DÂLL

Yol gösteren, delil olan; delâlet eden.



İsm-i fâil olan bu kelime Hz. Peygamber (s.a.s.)'in bir hadis-i şeriflerinde şöyle ifade edilmiştir.



"Hayra delâlet eden, bizzat o hayrı yapan gibidir. " (Aclûnî, Keşfu'l-Hafâ, Beyrut 1351, II. 399)



Usûl-i fıkıh ve usûl-i tefsir terimi olarak "dâll" bilgi edinmeye götüren şeydir. Diğer bir ifadeyle; çeşitli yollarla mana ve hükmün anlaşılmasını sağlayan şeydir. Lafzın manaya delâleti, işaretin, yazının, sembolün herhangi bir şeye delâleti gibi... (Râgıp el-Isfahânî, Müfredât, 179). Delâlet, masdar olmakla beraber ism-i fâil olan dâll ve delil manasınadır.



Mantıkçılara ve usulcülere göre delâlet, çeşitli kısımlara ayrılır. Hanefi usulcülerine göre, lafzın hüküm ve manaya delâleti dört şekildedir:



1) Dâll bi'l-ibâre (ibaresiyle delâlet eden): Sözün, kastedilen manaya doğrudan ve bizzat delâlet etmesidir.

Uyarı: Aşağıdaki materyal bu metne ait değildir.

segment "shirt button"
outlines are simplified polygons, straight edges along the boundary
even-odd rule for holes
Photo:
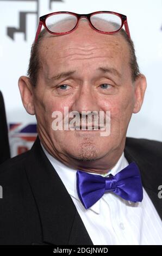
[[[122,222],[121,222],[119,225],[120,225],[120,228],[122,229],[123,230],[125,229],[124,225]]]

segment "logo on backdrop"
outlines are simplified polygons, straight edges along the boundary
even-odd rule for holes
[[[3,1],[3,2],[9,1],[10,0],[0,0],[0,1]],[[18,13],[19,17],[19,25],[18,27],[8,27],[7,28],[7,34],[13,40],[14,40],[14,34],[15,33],[23,33],[24,34],[24,39],[25,41],[27,40],[27,29],[26,29],[26,22],[27,17],[28,14],[35,14],[36,15],[36,22],[38,22],[38,19],[39,17],[39,0],[13,0],[13,2],[35,2],[36,3],[36,9],[35,11],[20,11]],[[47,4],[48,5],[48,9],[51,9],[52,3],[53,2],[64,2],[63,0],[47,0],[46,1]],[[45,4],[45,3],[43,3]],[[37,26],[37,24],[35,25]]]

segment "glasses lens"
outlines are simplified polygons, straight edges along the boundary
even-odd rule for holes
[[[67,32],[76,26],[77,18],[70,14],[57,14],[48,16],[46,20],[47,28],[54,33]]]
[[[97,29],[105,32],[114,32],[122,26],[122,21],[119,16],[108,13],[94,14],[91,16],[90,20]]]

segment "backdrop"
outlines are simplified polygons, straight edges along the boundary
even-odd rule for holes
[[[29,149],[36,136],[35,119],[23,108],[18,79],[27,73],[39,17],[59,10],[110,10],[127,15],[140,71],[147,80],[142,109],[133,115],[127,135],[162,141],[161,0],[0,0],[0,90],[11,155]]]

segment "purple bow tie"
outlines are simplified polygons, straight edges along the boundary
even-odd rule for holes
[[[140,171],[133,162],[116,175],[104,178],[77,170],[77,188],[82,204],[88,209],[97,202],[105,192],[111,191],[126,200],[141,202],[142,185]]]

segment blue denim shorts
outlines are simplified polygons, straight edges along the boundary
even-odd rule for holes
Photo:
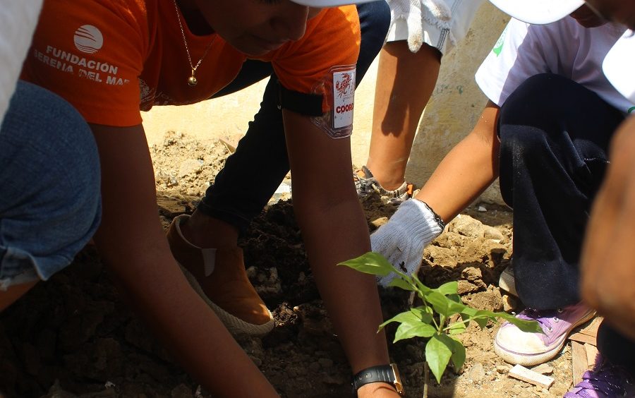
[[[82,116],[18,82],[0,126],[0,289],[46,280],[71,263],[99,224],[99,183]]]

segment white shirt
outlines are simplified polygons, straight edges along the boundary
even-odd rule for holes
[[[477,71],[476,83],[501,106],[528,78],[555,73],[628,113],[634,104],[615,90],[602,70],[607,53],[626,30],[616,23],[586,28],[569,16],[541,25],[512,19]]]
[[[635,102],[635,32],[627,30],[604,59],[602,69],[615,89]]]
[[[0,123],[16,90],[42,0],[0,0]]]

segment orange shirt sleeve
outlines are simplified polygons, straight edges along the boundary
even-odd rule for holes
[[[144,3],[77,3],[44,1],[22,78],[66,99],[89,123],[140,123],[138,76],[149,47]]]
[[[311,92],[333,66],[354,65],[361,42],[355,6],[326,8],[307,23],[297,42],[276,52],[270,59],[286,88]]]

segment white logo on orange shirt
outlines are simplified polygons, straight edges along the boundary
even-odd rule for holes
[[[104,45],[104,36],[92,25],[84,25],[75,31],[75,47],[82,52],[95,54]]]

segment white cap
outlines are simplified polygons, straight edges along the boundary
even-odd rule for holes
[[[579,8],[584,0],[490,0],[502,12],[533,25],[562,19]]]
[[[347,4],[358,4],[360,3],[368,3],[373,1],[374,0],[291,0],[291,1],[297,3],[298,4],[308,6],[309,7],[315,7],[318,8],[337,7],[337,6],[346,6]]]
[[[635,37],[627,30],[613,44],[602,63],[602,70],[613,87],[635,104],[635,80],[632,78],[635,65]]]

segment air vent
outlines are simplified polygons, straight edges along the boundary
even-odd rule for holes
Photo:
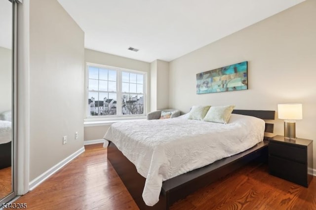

"Namazı dosdoğru kılın, zekâtı verin. " (el-Bakara, 2/43) Bu âyet, ibaresiyle namaz ve zekâtın farziyetine delâlet etmektedir. Âyetin indirilişindeki aslî maksat, doğrudan doğruya bu hükmü beyan etmektir. Dâll bi'libâre, kesinlik ifade eder. Kıyas ve zannî bir delille çürütülemez.



2) Dâll bi'l-işâre (işaret yoluyla delâlet eden): Sözün söylenişindeki asıl maksat yanında bu maksatla ilgili diğer bir mânâya delâlet etmesidir: "Şayet bilmiyorsanız bilenlere sorun." (en-Nahl, 16/43) Bu âyet; bilmeyenlerin bilenlere sormasının gereğini ifade eder. Bunun mümkün olabilmesi için de âlim yetiştirmenin gerekli olduğuna delâlet eder. Zira âlimler olmasa sorup öğrenmek de mümkün olmaz. İşte bu ikinci mana doğrudan doğruya âyetin zâhirinden anlaşılmıyorsa da, işâretinden anlaşılmaktadır. Dâll bi'l-işâre de kesinlik ifade eder. Fakat dâll bi'l-ibâre kadar kuvvetli değildir.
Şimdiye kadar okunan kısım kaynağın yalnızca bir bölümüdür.